Mutation operators in lens system optimization to jump out of local minima

Lei Li; Qiong-Hua Wang; Xiao-Qing Xu; Da-Hai Li

doi:10.1364/OE.18.020876

1. Introduction

Damped Least Squares [1] method is traditionally used in lens system design. It can find local minima from a starting configuration in the merit function landscape effectively. However, optical system designers are often confronted with poor local minima using Damped Least Squares method. For decades, various kinds of global optimization methods [2–8] have been proposed for the problem. These global methods are indeed powerful to make the solution jump out of poor local minima. However, doing global search is time-consuming. The research on more effective and faster methods for lens system design is still in progress. Previous research [9,10] shows that controlling the damping factor of a lens design program can help the designer to find alternative system configurations. In this paper, we apply mutation operators to control the damping factor in Damped Least Squares to jump out of poor local minima.

2. Theory

We first describe briefly the conventional use of Damped Least Squares method [11]. Damped Least Squares method employs the damping factor to obtain the step size vector ∆X to change the configuration parameter vector X of a lens system as follows:

Δ X = - {(A^{T} A + P I)}^{- 1} A^{T} F_{0},

X = X_{0} + Δ X .

We note that the system includes the operand space (dimension M) and the variable space (dimension N). A (M × N) is derivative matrix of an optimization problem. I (N × N) is the identity matrix. F₀ is the vector of operand values to be reduced to zero or certain target values. X₀ is the configuration parameter vector before iteration. P is the damping factor. Usually P is a proper positive real number. The choice of P determines the effectiveness of the algorithm. For more details, see Ref [11].

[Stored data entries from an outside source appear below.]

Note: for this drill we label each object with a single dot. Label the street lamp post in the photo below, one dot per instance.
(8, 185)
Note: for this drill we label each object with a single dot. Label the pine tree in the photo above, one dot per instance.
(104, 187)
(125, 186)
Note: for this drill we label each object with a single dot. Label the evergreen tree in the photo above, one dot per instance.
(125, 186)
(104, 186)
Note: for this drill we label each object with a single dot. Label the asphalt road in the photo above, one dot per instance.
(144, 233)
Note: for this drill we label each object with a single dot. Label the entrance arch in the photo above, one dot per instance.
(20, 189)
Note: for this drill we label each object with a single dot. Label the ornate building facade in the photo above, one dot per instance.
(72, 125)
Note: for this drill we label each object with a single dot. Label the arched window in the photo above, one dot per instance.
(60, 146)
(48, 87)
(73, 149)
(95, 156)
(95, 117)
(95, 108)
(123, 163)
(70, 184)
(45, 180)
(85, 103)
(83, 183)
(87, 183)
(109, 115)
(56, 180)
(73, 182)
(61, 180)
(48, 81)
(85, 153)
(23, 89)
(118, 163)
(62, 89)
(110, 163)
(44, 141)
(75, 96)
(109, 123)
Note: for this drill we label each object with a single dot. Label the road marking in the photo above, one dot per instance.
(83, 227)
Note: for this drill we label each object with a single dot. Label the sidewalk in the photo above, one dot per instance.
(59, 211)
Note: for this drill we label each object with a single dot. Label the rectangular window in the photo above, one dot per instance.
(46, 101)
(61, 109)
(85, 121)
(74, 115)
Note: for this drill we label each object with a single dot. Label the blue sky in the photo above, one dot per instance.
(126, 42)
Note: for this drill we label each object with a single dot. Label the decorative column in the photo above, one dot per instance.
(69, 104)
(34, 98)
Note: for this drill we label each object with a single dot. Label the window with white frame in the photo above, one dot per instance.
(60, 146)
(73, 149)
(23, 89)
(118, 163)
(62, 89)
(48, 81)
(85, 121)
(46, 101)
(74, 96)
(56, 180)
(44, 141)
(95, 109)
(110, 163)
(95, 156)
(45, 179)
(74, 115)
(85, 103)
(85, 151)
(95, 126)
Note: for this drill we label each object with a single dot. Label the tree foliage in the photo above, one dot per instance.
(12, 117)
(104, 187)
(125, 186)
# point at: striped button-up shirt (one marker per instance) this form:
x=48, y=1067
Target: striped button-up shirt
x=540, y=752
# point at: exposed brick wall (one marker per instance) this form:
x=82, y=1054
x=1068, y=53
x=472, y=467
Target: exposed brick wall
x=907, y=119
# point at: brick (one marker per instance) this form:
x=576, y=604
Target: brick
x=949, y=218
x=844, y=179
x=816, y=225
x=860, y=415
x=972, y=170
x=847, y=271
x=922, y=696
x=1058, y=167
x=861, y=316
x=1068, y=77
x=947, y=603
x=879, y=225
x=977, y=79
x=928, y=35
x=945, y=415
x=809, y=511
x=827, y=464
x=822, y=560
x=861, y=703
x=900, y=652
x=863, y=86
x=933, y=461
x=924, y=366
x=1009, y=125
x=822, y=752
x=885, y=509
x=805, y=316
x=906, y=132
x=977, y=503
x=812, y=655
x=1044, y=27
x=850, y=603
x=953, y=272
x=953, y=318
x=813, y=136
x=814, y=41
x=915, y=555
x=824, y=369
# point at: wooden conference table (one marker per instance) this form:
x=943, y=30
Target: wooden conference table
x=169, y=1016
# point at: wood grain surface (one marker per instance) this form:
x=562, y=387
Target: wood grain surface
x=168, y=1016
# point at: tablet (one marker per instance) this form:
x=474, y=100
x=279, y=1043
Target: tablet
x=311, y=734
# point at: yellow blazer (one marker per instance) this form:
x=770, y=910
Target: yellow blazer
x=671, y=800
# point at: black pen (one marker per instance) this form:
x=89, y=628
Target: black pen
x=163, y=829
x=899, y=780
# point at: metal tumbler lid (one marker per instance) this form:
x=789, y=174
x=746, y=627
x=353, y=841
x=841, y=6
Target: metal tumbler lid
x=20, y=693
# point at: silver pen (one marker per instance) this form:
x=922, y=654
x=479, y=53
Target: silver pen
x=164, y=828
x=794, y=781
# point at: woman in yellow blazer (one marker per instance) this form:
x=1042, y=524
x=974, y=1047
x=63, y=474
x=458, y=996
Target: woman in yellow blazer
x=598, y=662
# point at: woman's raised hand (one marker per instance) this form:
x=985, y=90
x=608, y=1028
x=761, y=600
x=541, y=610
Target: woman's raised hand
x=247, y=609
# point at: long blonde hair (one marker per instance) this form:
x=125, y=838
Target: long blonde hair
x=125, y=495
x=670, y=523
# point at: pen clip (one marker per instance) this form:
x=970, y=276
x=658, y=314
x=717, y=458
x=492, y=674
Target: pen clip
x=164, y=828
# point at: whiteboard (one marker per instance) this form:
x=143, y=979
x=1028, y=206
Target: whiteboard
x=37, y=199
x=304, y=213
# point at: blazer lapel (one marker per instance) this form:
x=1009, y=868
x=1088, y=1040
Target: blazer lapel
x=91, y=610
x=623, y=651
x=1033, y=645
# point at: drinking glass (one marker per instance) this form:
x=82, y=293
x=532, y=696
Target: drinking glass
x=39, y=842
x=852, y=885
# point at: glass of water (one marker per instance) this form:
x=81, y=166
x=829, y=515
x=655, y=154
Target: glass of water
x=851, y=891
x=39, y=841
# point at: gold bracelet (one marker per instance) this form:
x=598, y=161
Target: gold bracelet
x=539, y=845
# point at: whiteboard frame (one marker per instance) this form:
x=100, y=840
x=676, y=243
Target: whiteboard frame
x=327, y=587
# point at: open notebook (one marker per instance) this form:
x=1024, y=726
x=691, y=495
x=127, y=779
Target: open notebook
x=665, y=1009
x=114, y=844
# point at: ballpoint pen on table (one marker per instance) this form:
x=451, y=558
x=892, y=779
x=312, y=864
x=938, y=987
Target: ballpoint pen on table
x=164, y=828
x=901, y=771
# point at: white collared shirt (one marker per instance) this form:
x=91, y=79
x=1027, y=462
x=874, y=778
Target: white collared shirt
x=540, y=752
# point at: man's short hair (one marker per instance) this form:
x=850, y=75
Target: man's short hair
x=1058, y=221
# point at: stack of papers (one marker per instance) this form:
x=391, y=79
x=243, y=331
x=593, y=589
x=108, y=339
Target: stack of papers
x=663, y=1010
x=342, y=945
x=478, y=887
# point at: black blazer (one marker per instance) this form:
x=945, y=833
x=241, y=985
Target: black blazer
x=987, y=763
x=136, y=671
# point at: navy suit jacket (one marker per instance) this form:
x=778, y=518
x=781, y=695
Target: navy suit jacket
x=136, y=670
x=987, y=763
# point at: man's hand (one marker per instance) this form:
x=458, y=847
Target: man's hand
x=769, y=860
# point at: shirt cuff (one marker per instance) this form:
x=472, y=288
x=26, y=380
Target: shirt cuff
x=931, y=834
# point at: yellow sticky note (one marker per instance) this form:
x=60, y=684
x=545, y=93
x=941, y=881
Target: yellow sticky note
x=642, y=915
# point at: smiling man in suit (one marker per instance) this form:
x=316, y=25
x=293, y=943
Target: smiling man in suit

In the proposed method, for the purpose of jumping out of local minima we must reset P when the solution is trapped in local minima. From the Eq. (1), we know that if $A^{T} A + P I$ is not a singular matrix, the step size ∆X is to become small and the algorithm is to converge due to basins of attraction [12]. Then the algorithm can find local minima effectively. However, if $A^{T} A + P I$ is close to a singular matrix, this algorithm shows divergence instead of convergence. We can make $A^{T} A + P I$ singular as follow:

| A^{T} A + P I | = 0.

We rewrite Eq. (3) as follow:

| A^{T} A - P_{k} I | = 0,

where P_k is the eigenvalue randomly chosen from all the eigenvalues of the matrix

A^{T} A

. If we set P to -P_k,

A^{T} A + P I

is a singular matrix. The step size ∆X becomes infinite and out of control. The obtained configuration parameter vector X is usually useless. However, in this paper, we proposed a mutation operator based on Self-Adaptive Gaussian mutation and Decreasing-Based Gaussian mutation [13,14], which are traditionally used in evolutionary algorithm to keep diversity of the population, to control the damping factor P as follows:

P = - P_{k} {(1 + \exp [τ N (0, 1) + τ^{'} N_{i} (0, 1)])}^{n} {[1 + Q N (0, 1)]}^{n},

τ = {(\sqrt{2 N})}^{- 1},

τ^{'} = {(\sqrt{2 \sqrt{N}})}^{- 1},

where N(0,1) is the standard normal distribution, N_i(0,1) is a new value with distribution N(0,1) that must be regenerated for each index i. i presents number of iteration. n is a positive integer. Q is a constant whose value is between 0 and 1. In the proposed method, the mutated P as shown in Eq. (5) searches around a center -P_k, and is neither too near to nor too far from -P_k due to the proposed mutation operator. In this way, the matrix

A^{T} A + P I

is not a singular matrix, and

| A^{T} A + P I |

is neither too small nor too large. As a result, the mutated P can produce a large amount of different ∆X resulting in mutated solution X. The ∆X resulting from the mutated P is larger than that in trapped local minimum. In this way, the algorithm is no longer to stay in the local minimum. On the contrary, the algorithm with mutated P is to search more extensive variable space beyond the basins so that it can help the trapped solution escape from local minima.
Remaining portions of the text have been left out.